— Вы не правы. — Незнакомец говорил уверенно, властно, но даже без тени раздражения. Словно сидел на диване в собственной гостиной. — Даже если тут еще и остался кто-то живой, то это ненадолго, поверьте. И помочь ему уже ничем нельзя. Тут уже побывала моя госпожа. А вот то, что вы босиком — это очень важно. Нам нужно отсюда убираться как можно быстрее, но с босыми ногами далеко вы не уйдете.

Сначала я оторопела от такой отповеди. А потом внутри меня поднялась какая-то ненормальная, иррациональная злость. Я ощетинилась и выдернула свою руку из мужских пальцев:

 — Да кто вы такой, чтобы вот так, походя, решать чужие судьбы? Так нельзя! Если вам так важно убраться отсюда немедля — идите! Я вас не удерживаю! А я останусь и посмотрю, чем смогу помочь, тем, кто выжил! Я спать не смогу, если хотя бы не попытаюсь помочь!

Выражение его белеющего в темноте лица не дрогнуло:

 — Вы не знаете, о чем говорите. А я знаю. И…

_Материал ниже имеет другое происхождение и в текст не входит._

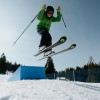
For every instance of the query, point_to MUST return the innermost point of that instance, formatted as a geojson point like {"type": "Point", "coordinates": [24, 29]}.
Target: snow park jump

Раздражение во мне нарастало в геометрической прогрессии. В конце концов, не выдержав, я его перебила и прошипела:

 — Вы слишком много говорите! Я вам уже сказала — я вас не держу! Идите!

С этими словами я повернулась к своему спасителю спиной и побрела в ту сторону, откуда слышался стон. Впрочем, втайне надеясь, что незнакомец останется джентльменом до конца и поможет мне. И я почти не ошиблась.

Не успела я сделать и шагу в сторону, как мою руку повыше локтя цепко ухватили сильные пальцы:

 — Упрямица. Ну и характер! Сочувствую тому, кого ты выберешь себе в мужья. — Я открыла рот, чтобы огрызнуться. Это я упрямица? Тогда он еще упрямых не видел! Но на мое возмущение оказалось совершенно бесполезным. На него все равно никто не обращал внимания: — Раз вам так неймется, идемте, убедитесь сами. Но потом не жалуйтесь. Я вас предупреждал.

Мне пришлось, молча кусая губы сделать четыре шага влево от того места, где мы стояли. Камешки, сухие веточки и что-то колючее впивалось мне в ступни. Но я молча терпела. Кому-то сейчас еще хуже, чем мне. Так что жаловаться стыдно. Но я тихо радовалась, что на поляне было еще достаточно темно для того, чтобы я могла хоть что-то рассмотреть под ногами. Потому что босые ноги с каждым шагом скользили по чему-то мокрому, скользкому и липкому. Один раз я задела ногой чье-то оружие. Хорошо хоть не поранилась. В другой раз споткнулась обо что-то достаточно мягкое и большое. Упасть не упала, незнакомец успел меня подхватить. Но когда в голове блеснула догадка, что это чье-то мертвое тело, мне стало плохо. Но я промолчала опять. Потому что с следующим шагом мой сопровождающий прищелкнул пальцами, и в воздух взвились десятки крошечных голубоватых светлячков.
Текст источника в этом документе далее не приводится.